Vehbi Koç’un, biliyorsunuz, servetinin kaynağı Ankara’da yağmalanan, yok edilen Ermeni toplumunun mallarıdır. Bunlara çökmüş Vehbi Bey. Sakıp Sabancı’nın babası Adana’da aynı şeyleri yapmış. Adana’da malı mülkü müsadere edilen, öldürülen, yurt dışına kaçan, banka hesaplarına el konulan Ermenilerin fabrikalarına, tarlalarına çöküp, oradan zengin olmuş. Eczacıbaşı İzmir’de aynı süreçlerden geçmiş. Fatih Altaylı’nın dedesi de Van’da köy sahibi olmuş. Al burası senin demişler, bin senelik Ermeni manastırını, yedi tane kilisesi ve müştemilatıyla birlikte adam beş para ödemeden sahiplenmiş. Cumhuriyet rejimi bunler üzerine kuruldu. Osmanlı Devleti’nin aptalca bir politikasının beklenmedik sonuçlarından doğmuştur Cumhuriyet rejimi.

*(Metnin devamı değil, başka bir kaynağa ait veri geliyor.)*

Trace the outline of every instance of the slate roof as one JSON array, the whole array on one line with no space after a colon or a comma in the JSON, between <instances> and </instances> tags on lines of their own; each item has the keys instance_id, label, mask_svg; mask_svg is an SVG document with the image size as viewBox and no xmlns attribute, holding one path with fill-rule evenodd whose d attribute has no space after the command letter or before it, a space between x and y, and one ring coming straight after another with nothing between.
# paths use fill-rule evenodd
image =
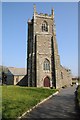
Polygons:
<instances>
[{"instance_id":1,"label":"slate roof","mask_svg":"<svg viewBox=\"0 0 80 120\"><path fill-rule=\"evenodd\" d=\"M11 73L13 75L26 75L25 68L15 68L15 67L8 67L8 74Z\"/></svg>"}]
</instances>

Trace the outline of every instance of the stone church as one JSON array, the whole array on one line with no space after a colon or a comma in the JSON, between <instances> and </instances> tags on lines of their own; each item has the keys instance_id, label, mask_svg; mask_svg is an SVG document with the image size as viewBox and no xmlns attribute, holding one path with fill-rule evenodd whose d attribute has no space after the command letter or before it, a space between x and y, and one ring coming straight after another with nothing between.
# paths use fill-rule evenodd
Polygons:
<instances>
[{"instance_id":1,"label":"stone church","mask_svg":"<svg viewBox=\"0 0 80 120\"><path fill-rule=\"evenodd\" d=\"M51 14L38 14L36 5L28 20L27 44L28 86L61 88L72 84L71 70L60 64L54 9Z\"/></svg>"}]
</instances>

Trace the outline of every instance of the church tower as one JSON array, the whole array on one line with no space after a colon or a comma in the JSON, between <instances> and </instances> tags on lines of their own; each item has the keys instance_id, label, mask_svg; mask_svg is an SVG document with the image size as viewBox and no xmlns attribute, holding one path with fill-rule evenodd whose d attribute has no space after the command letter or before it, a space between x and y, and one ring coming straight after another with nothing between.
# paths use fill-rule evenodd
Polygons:
<instances>
[{"instance_id":1,"label":"church tower","mask_svg":"<svg viewBox=\"0 0 80 120\"><path fill-rule=\"evenodd\" d=\"M60 57L53 9L50 15L38 14L34 5L33 18L28 20L27 51L28 86L60 88Z\"/></svg>"}]
</instances>

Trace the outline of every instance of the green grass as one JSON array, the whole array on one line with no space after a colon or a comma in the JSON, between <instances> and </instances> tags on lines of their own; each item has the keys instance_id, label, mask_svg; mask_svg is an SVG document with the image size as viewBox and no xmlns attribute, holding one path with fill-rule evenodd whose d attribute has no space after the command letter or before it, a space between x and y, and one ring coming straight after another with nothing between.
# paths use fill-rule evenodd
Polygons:
<instances>
[{"instance_id":1,"label":"green grass","mask_svg":"<svg viewBox=\"0 0 80 120\"><path fill-rule=\"evenodd\" d=\"M2 86L2 117L17 118L55 91L46 88Z\"/></svg>"},{"instance_id":2,"label":"green grass","mask_svg":"<svg viewBox=\"0 0 80 120\"><path fill-rule=\"evenodd\" d=\"M79 85L79 87L78 87L78 101L79 101L79 105L80 105L80 85Z\"/></svg>"}]
</instances>

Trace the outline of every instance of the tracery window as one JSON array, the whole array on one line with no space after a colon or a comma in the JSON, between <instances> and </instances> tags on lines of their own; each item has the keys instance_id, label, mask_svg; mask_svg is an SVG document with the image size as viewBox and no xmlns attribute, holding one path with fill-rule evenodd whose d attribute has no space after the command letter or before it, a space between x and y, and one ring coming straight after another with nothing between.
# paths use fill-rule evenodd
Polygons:
<instances>
[{"instance_id":1,"label":"tracery window","mask_svg":"<svg viewBox=\"0 0 80 120\"><path fill-rule=\"evenodd\" d=\"M42 23L42 32L48 32L48 24L46 21Z\"/></svg>"},{"instance_id":2,"label":"tracery window","mask_svg":"<svg viewBox=\"0 0 80 120\"><path fill-rule=\"evenodd\" d=\"M44 68L44 70L50 70L50 62L48 59L45 59L45 61L43 63L43 68Z\"/></svg>"}]
</instances>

Herkesi askere alacağız dediler. Ammaa, Gayrimüslimleri silah altına alamayız çünkü onlar ikinci sınıf vatandaş dediler. Ondan sonraki doksan sene boyunca Osmanlı Devleti aralıksız savaş halindeydi. Türk köylüsü ve Balkanların Müslüman ahalisi telef oldu. Sefil oldu. Doğru dürüst bir iş kuramadı. Evdeki karısı ile kızı aç kalmasın diye tarlasını sattı, ipotek etti. Kalıcılığı olan bir sermayeyi oluşturma imkanı bulamadı. Gitgide cılızlaştı ve söndü. Haraca bağladıkları Gayrimüslimler ise, madem çalışmamız gerekiyor çalışırız dediler, çalıştılar, para kazandılar, zenginleştiler.